Source: Joseph Okpako / Getty

Some of Canada’s main exports include cars, gold, wheat, and oil. But at the beginning of 2022, Toronto’s Ryerson University (which has been temporarily changed to “X”) will hold a class on two other popular exports from The Great White North: Toronto artists Drake and The Weeknd. Author and publicist Dalton Higgins is a professor-in-residence at the university’s Creative School, and he will be teaching a course called “Deconstructing Drake and The Weeknd.”

Higgins posted the news on his IG, and he asked how come Canadian students don’t have similar opportunities to learn about musicians from their homeland like their counterparts in the States. “On the U.S. college and university scene there are all kinds of courses being taught about rock, folk, pop artists, like Miley Cyrus, Lady Gaga, Bruce Springsteen,” he wrote, “so why shouldn’t there be a course about Drake and The Weeknd right here in Toronto?”

He wrote further about the contributions of the country’s performers to urban culture as well as the benefit of studying those artists. “I also think it’s an opportune time to get Canadian rap and R&B icons recognized and canonized academically,” Higgins continued, “and that it’s a great time for music scholars and historians to examine the Toronto music scene that birthed Drake and The Weeknd and that helped create the conditions for them to become mega successful.”

Drake released his sixth studio album, Certified Lover Boy, on September 3 and outsold Kanye West’s Donda nearly twofold to land at No. 1 on Rolling Stone’s albums chart.
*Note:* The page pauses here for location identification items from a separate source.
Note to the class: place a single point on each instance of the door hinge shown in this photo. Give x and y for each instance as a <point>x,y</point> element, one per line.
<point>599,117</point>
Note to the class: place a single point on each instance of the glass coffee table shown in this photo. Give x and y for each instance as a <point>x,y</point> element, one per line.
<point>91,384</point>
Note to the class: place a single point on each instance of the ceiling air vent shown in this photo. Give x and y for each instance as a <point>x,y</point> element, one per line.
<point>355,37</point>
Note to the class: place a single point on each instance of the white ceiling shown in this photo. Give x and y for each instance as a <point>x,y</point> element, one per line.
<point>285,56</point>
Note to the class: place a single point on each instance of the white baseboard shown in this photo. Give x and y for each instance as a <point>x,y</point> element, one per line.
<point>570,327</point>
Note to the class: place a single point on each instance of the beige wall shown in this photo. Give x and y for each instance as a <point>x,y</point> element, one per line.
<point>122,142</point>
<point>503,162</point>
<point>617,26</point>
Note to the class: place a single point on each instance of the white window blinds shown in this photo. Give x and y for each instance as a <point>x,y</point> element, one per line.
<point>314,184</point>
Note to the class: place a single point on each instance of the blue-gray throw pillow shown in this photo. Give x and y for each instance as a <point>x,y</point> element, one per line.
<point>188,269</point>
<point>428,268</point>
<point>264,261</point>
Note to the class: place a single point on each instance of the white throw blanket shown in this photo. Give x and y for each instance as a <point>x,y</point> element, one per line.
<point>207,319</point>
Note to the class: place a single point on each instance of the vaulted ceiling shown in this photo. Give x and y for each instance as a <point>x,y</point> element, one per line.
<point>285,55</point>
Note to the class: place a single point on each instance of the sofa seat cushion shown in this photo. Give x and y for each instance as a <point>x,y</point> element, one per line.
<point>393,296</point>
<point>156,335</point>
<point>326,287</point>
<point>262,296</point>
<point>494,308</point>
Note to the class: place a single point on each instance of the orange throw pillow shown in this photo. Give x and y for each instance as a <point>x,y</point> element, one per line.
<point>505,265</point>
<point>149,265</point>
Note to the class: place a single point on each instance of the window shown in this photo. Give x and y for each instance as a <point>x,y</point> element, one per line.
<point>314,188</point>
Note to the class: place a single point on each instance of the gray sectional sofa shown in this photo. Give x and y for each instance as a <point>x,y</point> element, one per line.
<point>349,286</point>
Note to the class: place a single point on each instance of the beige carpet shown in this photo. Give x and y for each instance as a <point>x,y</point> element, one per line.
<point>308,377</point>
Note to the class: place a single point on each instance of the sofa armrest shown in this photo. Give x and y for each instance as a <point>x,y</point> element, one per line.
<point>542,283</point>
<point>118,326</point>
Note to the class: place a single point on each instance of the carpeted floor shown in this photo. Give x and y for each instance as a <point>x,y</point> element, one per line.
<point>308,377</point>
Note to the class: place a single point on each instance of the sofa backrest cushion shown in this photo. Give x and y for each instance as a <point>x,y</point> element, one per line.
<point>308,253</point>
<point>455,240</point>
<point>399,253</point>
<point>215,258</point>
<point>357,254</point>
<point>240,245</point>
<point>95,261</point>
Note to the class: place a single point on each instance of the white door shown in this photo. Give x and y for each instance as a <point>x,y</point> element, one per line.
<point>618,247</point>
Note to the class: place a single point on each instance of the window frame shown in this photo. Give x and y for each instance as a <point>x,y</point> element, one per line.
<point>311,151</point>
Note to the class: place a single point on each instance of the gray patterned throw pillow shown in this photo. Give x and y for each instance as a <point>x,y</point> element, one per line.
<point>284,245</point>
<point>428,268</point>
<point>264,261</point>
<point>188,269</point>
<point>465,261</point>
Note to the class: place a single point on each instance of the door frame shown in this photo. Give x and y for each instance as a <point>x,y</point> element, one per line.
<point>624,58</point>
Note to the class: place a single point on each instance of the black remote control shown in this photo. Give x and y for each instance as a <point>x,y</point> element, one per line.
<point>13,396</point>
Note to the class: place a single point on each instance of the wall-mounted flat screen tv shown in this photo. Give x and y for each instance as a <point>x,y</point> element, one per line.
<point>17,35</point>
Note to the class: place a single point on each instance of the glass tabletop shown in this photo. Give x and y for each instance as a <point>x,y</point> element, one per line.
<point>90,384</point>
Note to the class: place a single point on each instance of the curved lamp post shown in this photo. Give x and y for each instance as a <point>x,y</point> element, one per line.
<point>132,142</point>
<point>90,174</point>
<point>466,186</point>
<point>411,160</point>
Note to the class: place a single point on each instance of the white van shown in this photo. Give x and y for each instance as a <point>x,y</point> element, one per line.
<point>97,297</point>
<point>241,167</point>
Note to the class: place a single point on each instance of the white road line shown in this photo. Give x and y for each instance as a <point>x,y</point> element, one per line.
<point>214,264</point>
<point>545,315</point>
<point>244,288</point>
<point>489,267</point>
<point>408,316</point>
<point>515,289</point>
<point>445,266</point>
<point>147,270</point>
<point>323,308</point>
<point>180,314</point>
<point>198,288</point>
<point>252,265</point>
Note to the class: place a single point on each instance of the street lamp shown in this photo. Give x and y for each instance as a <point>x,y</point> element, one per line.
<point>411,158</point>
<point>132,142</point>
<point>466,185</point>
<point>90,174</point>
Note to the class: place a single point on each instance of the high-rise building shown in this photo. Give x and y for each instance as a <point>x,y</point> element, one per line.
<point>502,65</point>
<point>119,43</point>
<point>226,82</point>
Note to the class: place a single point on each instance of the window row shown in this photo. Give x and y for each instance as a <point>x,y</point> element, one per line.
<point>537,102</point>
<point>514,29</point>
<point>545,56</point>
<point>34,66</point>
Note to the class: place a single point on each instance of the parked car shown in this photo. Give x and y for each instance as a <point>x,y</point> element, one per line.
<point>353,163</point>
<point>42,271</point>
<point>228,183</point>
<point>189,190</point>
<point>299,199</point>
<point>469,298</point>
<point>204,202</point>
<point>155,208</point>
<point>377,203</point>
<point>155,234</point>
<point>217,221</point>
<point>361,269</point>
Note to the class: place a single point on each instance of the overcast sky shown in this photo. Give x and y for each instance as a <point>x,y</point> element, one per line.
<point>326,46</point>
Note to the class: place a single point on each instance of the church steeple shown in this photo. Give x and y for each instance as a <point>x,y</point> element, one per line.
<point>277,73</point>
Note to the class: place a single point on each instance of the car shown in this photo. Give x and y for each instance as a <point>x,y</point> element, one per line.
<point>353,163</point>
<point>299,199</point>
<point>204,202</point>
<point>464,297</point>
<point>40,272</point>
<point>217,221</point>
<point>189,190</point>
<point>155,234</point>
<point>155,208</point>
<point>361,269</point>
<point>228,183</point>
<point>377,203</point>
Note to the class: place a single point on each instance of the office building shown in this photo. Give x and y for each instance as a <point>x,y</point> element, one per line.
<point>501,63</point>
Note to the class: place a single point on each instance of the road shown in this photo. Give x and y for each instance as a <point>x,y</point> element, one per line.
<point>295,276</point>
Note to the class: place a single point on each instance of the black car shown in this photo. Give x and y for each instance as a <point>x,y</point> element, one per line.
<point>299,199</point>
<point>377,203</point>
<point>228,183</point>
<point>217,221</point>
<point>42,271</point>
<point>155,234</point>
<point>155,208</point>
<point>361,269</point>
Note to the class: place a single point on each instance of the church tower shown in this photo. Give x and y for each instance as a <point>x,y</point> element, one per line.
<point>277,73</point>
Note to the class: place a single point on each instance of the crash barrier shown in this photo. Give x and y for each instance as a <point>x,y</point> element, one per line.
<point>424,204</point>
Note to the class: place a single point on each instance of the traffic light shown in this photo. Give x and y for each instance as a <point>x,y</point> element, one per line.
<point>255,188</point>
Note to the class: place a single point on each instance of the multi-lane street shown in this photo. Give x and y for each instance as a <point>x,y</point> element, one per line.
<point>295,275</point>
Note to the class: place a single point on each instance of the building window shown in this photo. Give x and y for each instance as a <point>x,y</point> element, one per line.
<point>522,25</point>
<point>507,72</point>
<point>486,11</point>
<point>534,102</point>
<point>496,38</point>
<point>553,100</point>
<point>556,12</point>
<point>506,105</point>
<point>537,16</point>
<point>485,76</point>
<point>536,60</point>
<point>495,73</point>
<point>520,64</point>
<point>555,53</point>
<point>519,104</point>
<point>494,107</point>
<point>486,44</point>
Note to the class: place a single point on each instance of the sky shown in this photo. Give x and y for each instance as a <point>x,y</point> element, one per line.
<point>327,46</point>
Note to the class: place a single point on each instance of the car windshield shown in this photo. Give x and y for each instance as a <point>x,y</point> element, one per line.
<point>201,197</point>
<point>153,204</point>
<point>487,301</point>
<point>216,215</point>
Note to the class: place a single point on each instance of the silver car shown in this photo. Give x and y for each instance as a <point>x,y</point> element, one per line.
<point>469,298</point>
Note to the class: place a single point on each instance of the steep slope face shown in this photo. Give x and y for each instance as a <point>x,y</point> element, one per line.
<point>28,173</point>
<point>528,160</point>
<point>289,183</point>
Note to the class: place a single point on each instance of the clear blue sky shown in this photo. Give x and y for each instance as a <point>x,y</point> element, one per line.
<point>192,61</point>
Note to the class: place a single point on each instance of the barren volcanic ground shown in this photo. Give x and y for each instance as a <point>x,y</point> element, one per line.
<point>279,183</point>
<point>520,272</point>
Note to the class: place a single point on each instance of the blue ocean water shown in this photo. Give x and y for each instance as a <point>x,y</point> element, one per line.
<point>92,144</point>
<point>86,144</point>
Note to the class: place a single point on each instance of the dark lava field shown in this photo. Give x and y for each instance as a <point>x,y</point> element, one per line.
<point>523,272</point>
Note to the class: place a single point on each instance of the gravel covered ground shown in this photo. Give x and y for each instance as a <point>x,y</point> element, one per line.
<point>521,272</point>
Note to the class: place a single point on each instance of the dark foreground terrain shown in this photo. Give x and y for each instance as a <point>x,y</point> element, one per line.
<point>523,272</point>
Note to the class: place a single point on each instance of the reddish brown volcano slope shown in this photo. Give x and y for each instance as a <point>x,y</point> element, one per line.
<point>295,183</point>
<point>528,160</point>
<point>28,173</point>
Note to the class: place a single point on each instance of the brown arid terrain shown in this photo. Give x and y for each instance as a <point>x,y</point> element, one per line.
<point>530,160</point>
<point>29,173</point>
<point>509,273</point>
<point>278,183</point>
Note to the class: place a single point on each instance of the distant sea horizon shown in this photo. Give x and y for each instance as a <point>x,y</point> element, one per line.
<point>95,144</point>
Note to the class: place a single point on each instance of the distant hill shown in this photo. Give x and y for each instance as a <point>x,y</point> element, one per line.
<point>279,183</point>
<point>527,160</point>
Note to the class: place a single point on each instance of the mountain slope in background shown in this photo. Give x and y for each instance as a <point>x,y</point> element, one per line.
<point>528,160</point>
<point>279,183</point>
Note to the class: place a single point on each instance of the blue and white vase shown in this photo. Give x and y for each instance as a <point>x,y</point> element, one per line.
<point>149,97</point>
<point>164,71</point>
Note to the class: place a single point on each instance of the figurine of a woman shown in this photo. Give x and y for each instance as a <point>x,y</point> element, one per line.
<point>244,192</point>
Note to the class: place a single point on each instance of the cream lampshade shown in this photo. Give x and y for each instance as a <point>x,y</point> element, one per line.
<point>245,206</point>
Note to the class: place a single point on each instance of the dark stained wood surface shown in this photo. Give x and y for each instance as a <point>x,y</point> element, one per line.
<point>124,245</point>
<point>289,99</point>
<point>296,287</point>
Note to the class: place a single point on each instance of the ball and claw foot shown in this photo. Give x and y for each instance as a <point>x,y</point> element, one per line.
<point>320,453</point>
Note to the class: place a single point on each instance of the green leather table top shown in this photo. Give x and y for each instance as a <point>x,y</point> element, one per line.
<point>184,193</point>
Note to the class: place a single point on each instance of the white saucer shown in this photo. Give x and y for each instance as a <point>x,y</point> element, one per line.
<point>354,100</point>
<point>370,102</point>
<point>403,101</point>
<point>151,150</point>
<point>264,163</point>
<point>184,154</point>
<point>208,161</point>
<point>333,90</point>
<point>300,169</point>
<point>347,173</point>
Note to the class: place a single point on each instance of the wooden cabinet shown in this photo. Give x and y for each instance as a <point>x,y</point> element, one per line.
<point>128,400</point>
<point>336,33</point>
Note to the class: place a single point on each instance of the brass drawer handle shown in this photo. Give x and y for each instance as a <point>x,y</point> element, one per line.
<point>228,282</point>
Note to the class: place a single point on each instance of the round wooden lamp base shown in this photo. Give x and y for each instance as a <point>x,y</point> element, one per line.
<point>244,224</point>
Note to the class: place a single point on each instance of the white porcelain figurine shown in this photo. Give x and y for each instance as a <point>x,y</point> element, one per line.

CLB still sits in its second week. And The Weeknd also had a stellar 2020, with his double-platinum album After Hours and a highly touted halftime performance at Super Bowl LV.

“When you have two Black artists born and bred in Toronto who perform rap, R&B, and pop, and who are arguably well on their way to becoming billionaires at some point in time, there is apparently a lot to learn,” says Higgins. “Remember, they both blew up despite being products of a local Canadian music scene that does very little to foster the growth of its Black music practitioners.”